NOVEMBER 18, 1936
DETROIT, Tuesday—As I stepped off the train in Detroit at ten minutes before eight this morning, Mrs. Stringer under whose auspices I am speaking tonight, completely took my breath away by telling me that three hundred young people had come down to greet me and were waiting outside the station. The mere thought that that number of youngsters had bestirred themselves at such an early hour to have nothing more than a nod and a good morning from me, was too appalling. But luckily, I discovered that in actual fact there were only about thirty girl and boy scouts lined up to present me with a beautiful bunch of flowers!
I wish I had time to see all the interesting things which people are so anxious to show me. There is at Albion, some hundred odd miles from here, quite a remarkable school for boys. It is not a reformatory but a school run by a Mr. Starr who started it on his own initiative and has gradually interested other people in his work. The boys may be difficult boys, but the training they receive has so far been successful for many have become good citizens.

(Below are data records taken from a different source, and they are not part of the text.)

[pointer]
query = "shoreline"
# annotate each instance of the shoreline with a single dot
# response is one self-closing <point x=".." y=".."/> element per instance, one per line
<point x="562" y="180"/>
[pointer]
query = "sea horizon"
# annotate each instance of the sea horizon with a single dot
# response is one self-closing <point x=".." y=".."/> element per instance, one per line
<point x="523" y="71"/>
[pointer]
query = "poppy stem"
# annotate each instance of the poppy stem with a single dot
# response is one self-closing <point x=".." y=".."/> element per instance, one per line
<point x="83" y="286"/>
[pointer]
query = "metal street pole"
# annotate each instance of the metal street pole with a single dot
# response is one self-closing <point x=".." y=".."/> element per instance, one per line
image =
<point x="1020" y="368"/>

After a very pleasant lunch with some friends to which Mrs. Scheider and I were taken by my brother who is here for a few days every week, I returned to the hotel to be whisked off by representatives of the Youth Administration. They are doing a guidance and placement project in cooperation with the public schools on one hand and the United States Reemployment Service on the other, which is exceptionally interesting. In the U.S. Reemployment Service they are placing about or hundred and twenty five young people a week between the ages of sixteen and twenty-one, many of whom have had no previous work experience. They use in the office about seventy eight young people who in this way receive training which makes them eligible for better jobs.

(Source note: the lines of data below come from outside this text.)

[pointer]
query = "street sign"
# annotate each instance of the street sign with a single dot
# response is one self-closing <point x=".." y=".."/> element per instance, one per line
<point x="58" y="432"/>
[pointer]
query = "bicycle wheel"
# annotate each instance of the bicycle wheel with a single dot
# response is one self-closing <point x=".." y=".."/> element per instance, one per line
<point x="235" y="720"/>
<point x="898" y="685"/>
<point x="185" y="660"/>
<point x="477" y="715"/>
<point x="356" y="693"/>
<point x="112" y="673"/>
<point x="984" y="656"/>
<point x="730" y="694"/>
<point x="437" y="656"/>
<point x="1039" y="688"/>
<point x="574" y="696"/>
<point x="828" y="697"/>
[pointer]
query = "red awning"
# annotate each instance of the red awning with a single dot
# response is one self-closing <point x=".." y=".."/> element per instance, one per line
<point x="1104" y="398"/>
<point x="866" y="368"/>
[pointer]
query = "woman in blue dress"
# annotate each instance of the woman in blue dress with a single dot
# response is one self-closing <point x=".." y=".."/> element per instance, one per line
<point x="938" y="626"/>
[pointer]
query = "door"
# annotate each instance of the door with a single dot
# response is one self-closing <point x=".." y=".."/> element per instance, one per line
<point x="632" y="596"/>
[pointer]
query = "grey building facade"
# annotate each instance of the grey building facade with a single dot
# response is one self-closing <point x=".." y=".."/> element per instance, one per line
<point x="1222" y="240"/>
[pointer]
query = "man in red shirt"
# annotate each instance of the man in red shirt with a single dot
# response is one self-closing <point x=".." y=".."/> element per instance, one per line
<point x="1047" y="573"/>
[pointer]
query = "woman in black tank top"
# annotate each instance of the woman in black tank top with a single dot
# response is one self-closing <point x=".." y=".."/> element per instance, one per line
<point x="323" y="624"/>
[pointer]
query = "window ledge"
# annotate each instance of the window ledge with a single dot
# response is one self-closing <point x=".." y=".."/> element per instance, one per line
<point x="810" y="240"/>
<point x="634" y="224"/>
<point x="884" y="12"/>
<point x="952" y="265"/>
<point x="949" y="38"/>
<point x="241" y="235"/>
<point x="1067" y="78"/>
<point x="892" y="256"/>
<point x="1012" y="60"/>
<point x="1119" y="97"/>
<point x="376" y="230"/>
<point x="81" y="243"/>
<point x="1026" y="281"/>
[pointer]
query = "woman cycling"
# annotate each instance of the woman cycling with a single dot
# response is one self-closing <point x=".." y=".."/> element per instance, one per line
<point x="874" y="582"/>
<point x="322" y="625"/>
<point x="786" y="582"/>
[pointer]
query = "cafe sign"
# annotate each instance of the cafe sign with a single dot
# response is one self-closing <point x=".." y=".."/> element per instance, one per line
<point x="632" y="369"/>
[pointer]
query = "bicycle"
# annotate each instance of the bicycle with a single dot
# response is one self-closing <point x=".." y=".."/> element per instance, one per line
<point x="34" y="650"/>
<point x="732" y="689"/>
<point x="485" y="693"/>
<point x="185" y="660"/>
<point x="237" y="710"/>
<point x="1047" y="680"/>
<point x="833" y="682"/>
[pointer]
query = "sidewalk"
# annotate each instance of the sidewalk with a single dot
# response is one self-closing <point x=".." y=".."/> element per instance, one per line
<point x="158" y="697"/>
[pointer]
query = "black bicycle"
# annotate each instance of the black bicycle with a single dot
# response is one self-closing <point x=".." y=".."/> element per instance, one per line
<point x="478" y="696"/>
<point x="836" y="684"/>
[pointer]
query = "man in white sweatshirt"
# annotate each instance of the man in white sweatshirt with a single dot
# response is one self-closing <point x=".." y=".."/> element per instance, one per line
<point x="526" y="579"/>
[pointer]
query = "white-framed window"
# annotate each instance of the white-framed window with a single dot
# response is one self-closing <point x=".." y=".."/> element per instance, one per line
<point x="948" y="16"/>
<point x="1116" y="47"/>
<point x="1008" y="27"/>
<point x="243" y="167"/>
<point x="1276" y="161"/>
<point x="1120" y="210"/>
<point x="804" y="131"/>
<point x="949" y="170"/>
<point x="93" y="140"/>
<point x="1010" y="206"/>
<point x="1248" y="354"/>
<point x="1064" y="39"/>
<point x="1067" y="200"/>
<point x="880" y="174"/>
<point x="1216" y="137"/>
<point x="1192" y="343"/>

The government departments are cooperating in the training end of this program and the Board of Appraisers is using a great many of the NYA boys and girls and giving them an opportunity to obtain proficiency on very complicated business machines.
It was nice when our breakfast was brought in this morning to see a familiar and smiling face. It was the same waiter who had greeted me the day that my husband was here and in explanation of the length of time we had to wait for our order that night, had said: "The President is in town and nothing can move as expeditiously as usual!" When I got out of the car to enter the hotel Statler this afternoon an elderly man grasped me warmly by the hand and said: "God bless you, Mrs. Roosevelt. How is the President?" It's a friendly world, isn't it?